Ma la sapienza di Dio suole infliggere delle pene per evitare delle colpe.

Quindi la colpa è un male maggiore della pena.

Dimostrazione:

La colpa riveste il carattere di male non solo più della pena sensibile, a cui si riduce la pena nel concetto dei più, pena che consiste nella privazione dei beni del corpo, ma anche prendendo la pena in generale, in quanto cioè anche la privazione della grazia o della gloria è una certa pena.

E di ciò abbiamo due prove.

La prima si ha dal fatto che una persona diventa cattiva per il male della colpa, non già per il male della pena, secondo quel detto di Dionigi [ De div. nom. 4 ] : « Il male non è essere puniti, ma diventare degni di punizione ».

Ed è così perché, consistendo il bene in senso assoluto [ simpliciter ] nell'atto e non nella potenza, ed essendo l'attività, ovvero l'uso di qualsiasi cosa posseduta, la nostra attualità piena, il bene dell'uomo in senso pieno e assoluto va ricercato nella buona attività o nel giusto uso delle cose che egli possiede.

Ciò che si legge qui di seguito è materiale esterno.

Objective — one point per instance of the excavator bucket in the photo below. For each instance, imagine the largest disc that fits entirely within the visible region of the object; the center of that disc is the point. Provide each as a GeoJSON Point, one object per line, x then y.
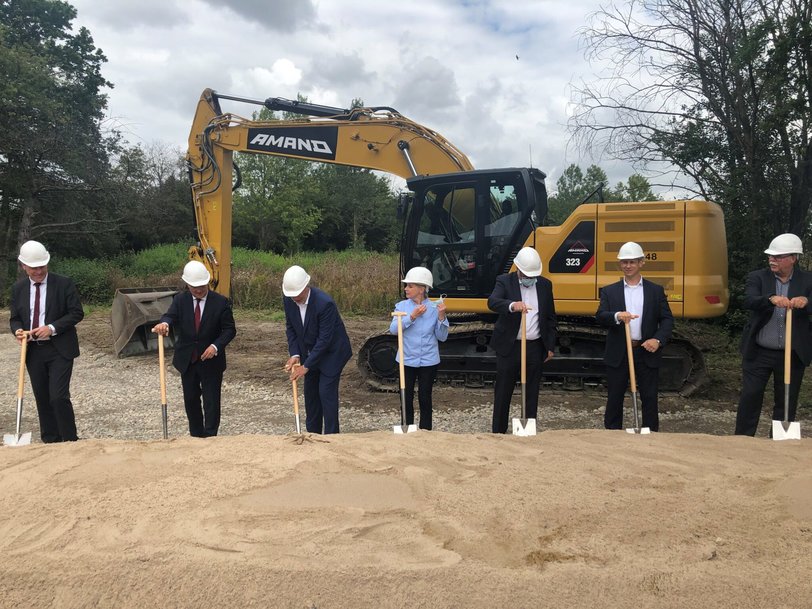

Ora, noi facciamo uso di tutte le cose per mezzo della volontà.

Quindi si dice che un uomo è buono o cattivo per la buona o cattiva volontà, con cui si serve delle cose che egli possiede.

Infatti chi ha una cattiva volontà può fare cattivo uso anche del bene posseduto: come il grammatico che volontariamente facesse delle sgrammaticature.

Poiché dunque la colpa consiste in un atto disordinato della volontà, la pena invece nella privazione di qualcuna di quelle cose che sono sottoposte alla volontà, la colpa riveste la natura del male più della pena.

La seconda prova può essere desunta dal fatto che Dio è autore del male della punizione, ma non del male della colpa.

E il motivo è che il male della pena elimina un bene della creatura, sia che si consideri bene della creatura qualcosa di creato, p. es. la vista che viene tolta dalla cecità, sia che si tratti di un bene increato: come quando, p. es., con la privazione della visione di Dio viene sottratto alla creatura un bene increato.

Invece il male della colpa si oppone direttamente al bene increato in se stesso, e non solo in quanto partecipato dalle creature; inoltre va contro l'adempimento della divina volontà, e contro l'amore divino, con cui il bene increato è amato per se stesso.

Quindi è evidente che la colpa riveste carattere di male più della pena.

Analisi delle obiezioni:

1. Sebbene la colpa faccia capo alla punizione come il merito al premio, tuttavia la colpa non è voluta per la punizione annessa, come invece il merito per il premio, ma piuttosto, al contrario, si infligge la pena perché si eviti la colpa.

Quindi la colpa è un male peggiore della pena.

2. L'ordine dell'operazione che viene distrutto dalla colpa, essendo una perfezione ultima, è per l'agente un bene più perfetto della perfezione prima che viene menomata dalla punizione.

3. La colpa e la pena non si corrispondono come il fine e l'ordine al fine: poiché queste due ultime realtà possono essere ambedue compromesse in qualche modo sia dalla colpa che dalla pena.

Ma dalla pena in quanto questa ritrae l'uomo stesso dal suo fine e dall'ordine al fine, dalla colpa invece in quanto questa privazione si verifica nell'azione non indirizzata al debito fine.